How the No-Vig Fair Odds Calculator Works
Overview
Sportsbooks bake a margin (vig, juice, or hold) into every market. A standard −110 / −110 two-way market implies 52.4% on each side, summing to 104.8% — the extra 4.8% is the book’s cut. The No-Vig Fair Odds Calculator strips out that margin to reveal the market’s implied probability and the corresponding fair price. Price-sensitive bettors use it to benchmark posted lines and review modeled edges.
The Formula
Formula: FairProb(A) = ImpliedProb(A) / (ImpliedProb(A) + ImpliedProb(B))
This is the proportional or multiplicative devig method. Alternative methods (additive, power, Shin) handle favorite-longshot bias differently, but proportional is the industry default.
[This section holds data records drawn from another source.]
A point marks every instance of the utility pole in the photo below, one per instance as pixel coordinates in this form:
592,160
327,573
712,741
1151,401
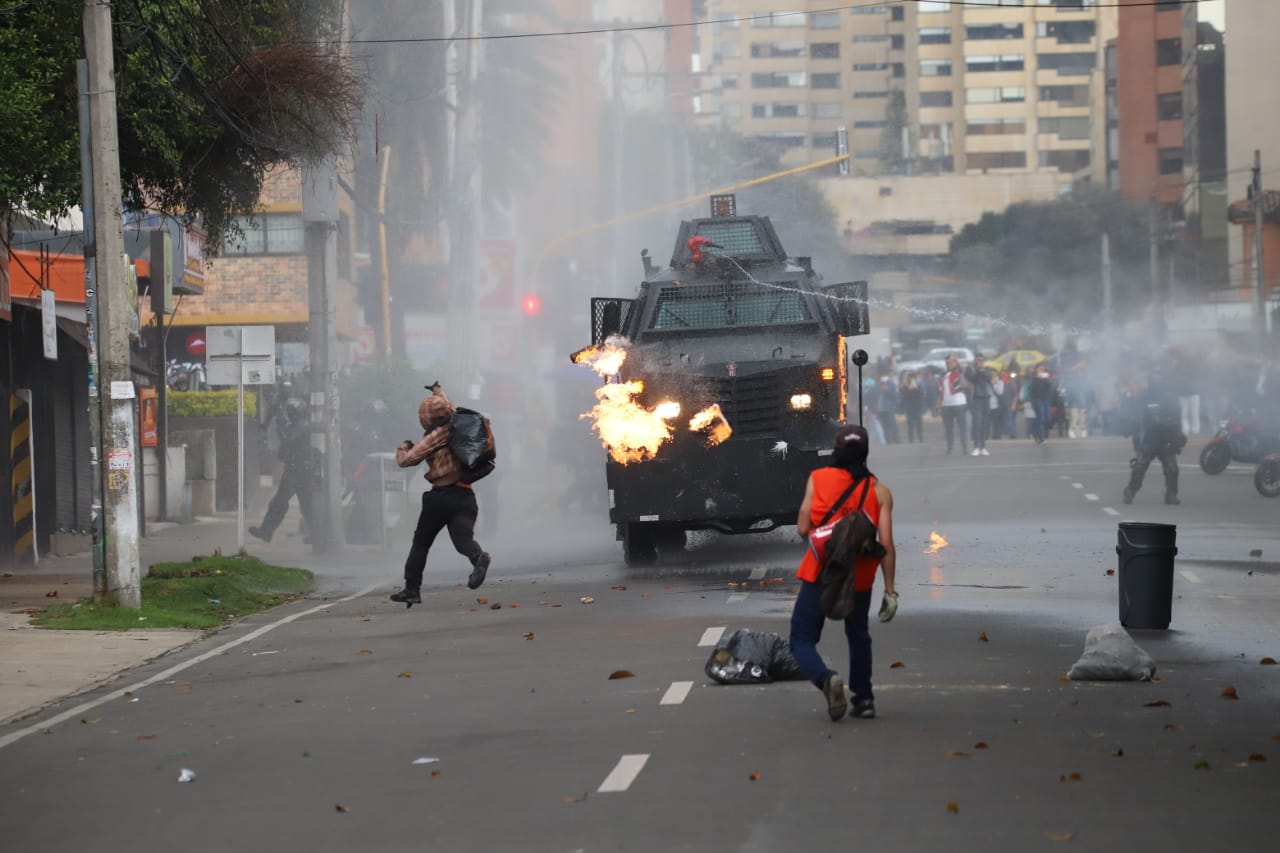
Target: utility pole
119,539
320,218
1260,279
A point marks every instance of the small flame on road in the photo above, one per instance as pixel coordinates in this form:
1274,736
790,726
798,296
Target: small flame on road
937,542
713,423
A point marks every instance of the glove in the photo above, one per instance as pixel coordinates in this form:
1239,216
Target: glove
888,607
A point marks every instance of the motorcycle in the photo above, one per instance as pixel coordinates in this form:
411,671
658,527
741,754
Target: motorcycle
1266,475
1239,439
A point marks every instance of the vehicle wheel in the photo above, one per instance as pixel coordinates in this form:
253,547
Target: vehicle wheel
671,541
1266,477
639,546
1215,457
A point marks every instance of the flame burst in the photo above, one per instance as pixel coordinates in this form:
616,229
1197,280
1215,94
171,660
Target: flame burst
937,542
713,423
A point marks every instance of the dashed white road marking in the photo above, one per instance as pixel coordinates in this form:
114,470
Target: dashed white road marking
712,635
621,778
676,693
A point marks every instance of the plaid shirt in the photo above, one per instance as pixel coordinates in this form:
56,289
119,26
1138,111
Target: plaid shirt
442,465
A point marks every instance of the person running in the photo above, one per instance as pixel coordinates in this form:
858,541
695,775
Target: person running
448,503
952,405
824,488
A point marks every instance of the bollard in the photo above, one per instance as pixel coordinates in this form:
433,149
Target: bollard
1146,574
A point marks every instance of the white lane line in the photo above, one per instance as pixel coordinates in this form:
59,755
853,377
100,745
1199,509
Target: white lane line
676,693
712,635
621,778
45,724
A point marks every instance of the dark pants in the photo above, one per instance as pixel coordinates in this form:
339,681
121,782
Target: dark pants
1168,457
914,427
448,506
952,419
981,410
807,621
296,479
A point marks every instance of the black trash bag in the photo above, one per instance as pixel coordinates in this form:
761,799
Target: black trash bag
753,657
471,438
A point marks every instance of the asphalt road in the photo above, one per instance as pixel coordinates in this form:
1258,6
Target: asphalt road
304,734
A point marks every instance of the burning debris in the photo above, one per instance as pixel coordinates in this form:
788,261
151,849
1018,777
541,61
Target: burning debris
937,542
630,432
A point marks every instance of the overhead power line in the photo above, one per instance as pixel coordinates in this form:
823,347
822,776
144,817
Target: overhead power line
686,24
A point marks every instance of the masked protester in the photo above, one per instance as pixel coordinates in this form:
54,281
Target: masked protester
822,493
448,503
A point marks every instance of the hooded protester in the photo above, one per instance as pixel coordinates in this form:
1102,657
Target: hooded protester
831,493
448,503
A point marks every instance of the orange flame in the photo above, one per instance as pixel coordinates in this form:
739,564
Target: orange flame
937,542
713,423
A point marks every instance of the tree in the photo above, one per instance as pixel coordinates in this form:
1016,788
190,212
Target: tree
1043,258
210,95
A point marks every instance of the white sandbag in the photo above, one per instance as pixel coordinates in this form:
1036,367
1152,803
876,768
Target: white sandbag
1110,655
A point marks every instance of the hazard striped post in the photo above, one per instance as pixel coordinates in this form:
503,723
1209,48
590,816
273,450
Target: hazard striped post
22,487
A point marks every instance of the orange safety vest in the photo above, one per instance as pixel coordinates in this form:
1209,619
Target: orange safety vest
828,484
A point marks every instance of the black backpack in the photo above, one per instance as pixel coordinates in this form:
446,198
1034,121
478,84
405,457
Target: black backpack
854,536
471,441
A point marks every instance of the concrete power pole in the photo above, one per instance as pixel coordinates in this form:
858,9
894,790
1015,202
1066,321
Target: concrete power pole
320,217
1260,279
119,539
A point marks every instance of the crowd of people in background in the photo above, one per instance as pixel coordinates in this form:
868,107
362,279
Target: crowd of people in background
1068,396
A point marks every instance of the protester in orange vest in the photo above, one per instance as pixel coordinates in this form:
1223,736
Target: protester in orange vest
824,488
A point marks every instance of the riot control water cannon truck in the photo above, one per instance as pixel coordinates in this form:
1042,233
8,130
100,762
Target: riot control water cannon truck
741,350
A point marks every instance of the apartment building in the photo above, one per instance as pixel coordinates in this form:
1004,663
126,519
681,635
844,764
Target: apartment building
923,87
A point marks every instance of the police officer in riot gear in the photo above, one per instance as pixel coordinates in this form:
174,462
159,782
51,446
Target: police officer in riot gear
1157,433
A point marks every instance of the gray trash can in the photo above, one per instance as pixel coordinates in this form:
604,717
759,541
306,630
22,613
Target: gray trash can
1146,574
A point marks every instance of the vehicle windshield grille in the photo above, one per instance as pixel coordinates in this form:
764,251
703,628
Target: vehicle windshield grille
714,306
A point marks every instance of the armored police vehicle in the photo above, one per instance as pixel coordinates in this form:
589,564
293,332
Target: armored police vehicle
734,323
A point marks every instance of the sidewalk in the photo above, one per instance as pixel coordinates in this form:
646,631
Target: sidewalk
41,666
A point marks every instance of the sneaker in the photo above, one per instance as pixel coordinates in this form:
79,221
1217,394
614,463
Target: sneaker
407,597
479,571
836,702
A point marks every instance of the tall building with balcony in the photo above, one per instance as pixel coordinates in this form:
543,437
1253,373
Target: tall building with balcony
923,87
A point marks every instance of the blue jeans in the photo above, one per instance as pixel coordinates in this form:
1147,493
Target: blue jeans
807,621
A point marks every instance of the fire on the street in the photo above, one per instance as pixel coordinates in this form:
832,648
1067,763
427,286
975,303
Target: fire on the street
937,542
630,432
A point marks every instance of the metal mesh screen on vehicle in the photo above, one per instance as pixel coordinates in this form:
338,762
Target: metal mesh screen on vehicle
713,306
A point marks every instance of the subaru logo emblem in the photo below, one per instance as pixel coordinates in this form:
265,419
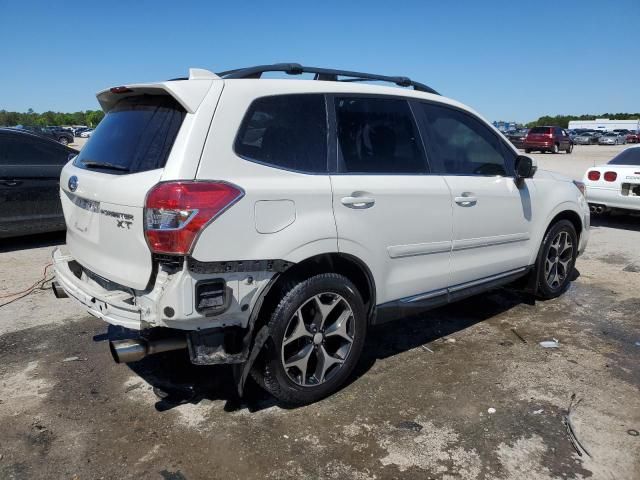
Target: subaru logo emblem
73,183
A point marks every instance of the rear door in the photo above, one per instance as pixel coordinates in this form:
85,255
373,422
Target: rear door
389,210
29,192
104,190
491,216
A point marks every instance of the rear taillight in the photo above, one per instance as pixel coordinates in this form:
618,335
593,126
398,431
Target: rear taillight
176,212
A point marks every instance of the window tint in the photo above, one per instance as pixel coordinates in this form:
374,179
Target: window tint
630,156
461,144
286,131
378,135
134,136
27,150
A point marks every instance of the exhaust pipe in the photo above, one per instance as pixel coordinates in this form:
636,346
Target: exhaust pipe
134,350
58,291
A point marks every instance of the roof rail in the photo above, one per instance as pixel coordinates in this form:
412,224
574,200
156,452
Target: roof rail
326,74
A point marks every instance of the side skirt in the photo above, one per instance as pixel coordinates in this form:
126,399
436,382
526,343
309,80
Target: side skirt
405,307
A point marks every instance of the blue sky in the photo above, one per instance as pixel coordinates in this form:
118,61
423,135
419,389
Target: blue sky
510,60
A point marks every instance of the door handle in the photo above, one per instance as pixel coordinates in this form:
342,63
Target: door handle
358,202
11,183
466,200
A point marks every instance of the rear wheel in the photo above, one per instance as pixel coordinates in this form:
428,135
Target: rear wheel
557,259
317,333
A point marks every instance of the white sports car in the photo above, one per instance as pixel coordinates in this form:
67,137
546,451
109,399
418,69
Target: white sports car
615,184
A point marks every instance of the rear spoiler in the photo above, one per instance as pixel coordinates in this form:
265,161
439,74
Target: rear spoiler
188,92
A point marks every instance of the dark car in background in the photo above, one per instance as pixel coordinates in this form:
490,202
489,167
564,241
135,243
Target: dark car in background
516,137
30,168
548,139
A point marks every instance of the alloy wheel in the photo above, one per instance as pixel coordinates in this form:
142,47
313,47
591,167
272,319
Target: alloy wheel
318,339
558,261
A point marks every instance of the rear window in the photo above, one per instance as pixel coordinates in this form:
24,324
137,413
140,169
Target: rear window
135,136
630,156
539,130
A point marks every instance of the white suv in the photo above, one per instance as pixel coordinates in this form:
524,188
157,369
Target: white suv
268,223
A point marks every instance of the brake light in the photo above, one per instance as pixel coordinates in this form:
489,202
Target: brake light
176,212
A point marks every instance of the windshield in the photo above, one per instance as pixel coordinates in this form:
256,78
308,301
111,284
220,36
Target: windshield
135,136
630,156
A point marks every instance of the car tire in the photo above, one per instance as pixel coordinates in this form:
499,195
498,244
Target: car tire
556,260
299,339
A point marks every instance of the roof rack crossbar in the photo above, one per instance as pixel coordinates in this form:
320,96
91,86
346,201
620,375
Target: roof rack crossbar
323,74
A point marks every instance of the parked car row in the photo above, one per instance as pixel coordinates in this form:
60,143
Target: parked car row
555,139
30,167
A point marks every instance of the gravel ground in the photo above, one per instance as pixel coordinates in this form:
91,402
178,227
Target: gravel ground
418,406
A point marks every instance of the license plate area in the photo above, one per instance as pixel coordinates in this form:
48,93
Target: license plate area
630,189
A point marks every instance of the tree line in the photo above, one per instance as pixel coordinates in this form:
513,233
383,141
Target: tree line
90,118
563,120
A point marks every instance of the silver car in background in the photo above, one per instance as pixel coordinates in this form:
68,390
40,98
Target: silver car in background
612,138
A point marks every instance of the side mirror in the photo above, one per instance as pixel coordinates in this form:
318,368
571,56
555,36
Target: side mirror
525,168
FairAmericanOdds = ConvertProbToAmerican(FairProb)When To Use It
Use it before placing any bet to see how much vig you are paying, to compare prices across books, and to evaluate +EV candidates. Pair it with the EV Calculator: any line shorter than the fair price may be worth reviewing for positive expected value.
Worked Example
Example 1: A market is posted at −120 / +100. Implied probabilities: 54.5% and 50.0%. Sum = 104.5% (4.5% hold). Fair probability for the favorite = 54.5 / 104.5 = 52.2%, which converts to a fair price of −109. If another book offers the favorite at −105, that price may be a +EV candidate.
Example 2: A three-way soccer market: Home −150 (60%), Draw +250 (28.6%), Away +280 (26.3%). Sum = 114.9% (huge 14.9% hold, common in soccer). Fair Home = 60 / 114.9 = 52.2%, fair Draw = 24.9%, fair Away = 22.9%. Always devig three-way markets before computing edges, or you will overestimate every bet.
Common Mistakes
- Using a single book’s line as "fair" — instead, average the no-vig lines from 3–5 trusted reference books (Pinnacle, Circa, Bookmaker).
- Forgetting to devig three-way markets, where hold is much higher.
- Mixing devig methods between bets, which produces inconsistent edge measurements.
- Treating heavy favorites as more accurate than longshots — proportional devig assumes both sides share the vig equally.